Брови его дрогнули, приподнялись, открыв узкие, темно-серые, смеющиеся глаза. И я не могла не ответить:
— Да, правду…
Умник Сережа хотел еще что-то добавить, наверное, изрядно порезвиться над моим позором, но в эту минуту Луговской произнес:
— Тише, ребята…
Лицо его внезапно преобразилось, стало нежным, открытым, он протянул руку, проговорил своим густым, выразительным басом:
— Здравствуйте, дорогая Мария Аристарховна, рад вас видеть!
Мы обернулись и тоже увидели ее. Тоненькая, щупленькая старушка, на голове черная шляпка с небольшими полями, на шляпке крохотная, едва заметная вуалетка. На руках нитяные черные перчатки.
— Цирлих-манирлих, верх элегантности, — пробормотал Сережа.
Мария Аристарховна протянула ладонь в перчатке Луговскому, и он почтительно поцеловал ее.
Я хорошо разглядела Марию Аристарховну. Узкое, с кулачок лицо, живые, быстрые, совершенно молодые глаза, на увядших щеках, на лбу, на висках морщины — и неожиданно розовый детски полуоткрытый рот.
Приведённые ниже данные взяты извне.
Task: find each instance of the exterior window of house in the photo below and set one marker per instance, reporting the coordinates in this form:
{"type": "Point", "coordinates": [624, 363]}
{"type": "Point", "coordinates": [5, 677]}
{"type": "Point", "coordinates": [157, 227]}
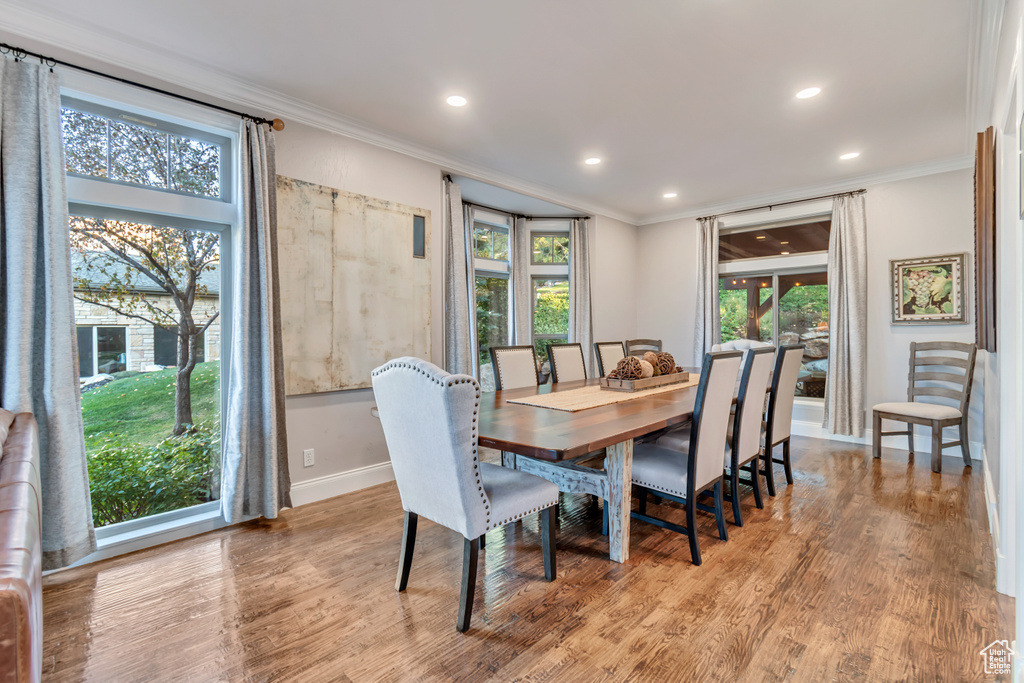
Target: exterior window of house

— Я тоже рада видеть вас, Владимир Александрович, — сказала она. Голос у нее был низкий, значительный, мне подумалось: наверное, она хорошо поет.
— Как здоровье? — спросил он.
— В порядке, как видите, на ногах, а это в мои годы — самое главное!
— Не смею спорить, — учтиво пробасил Луговской. — В таком случае имею честь пригласить вас на мой вечер в Политехническом ровно через неделю.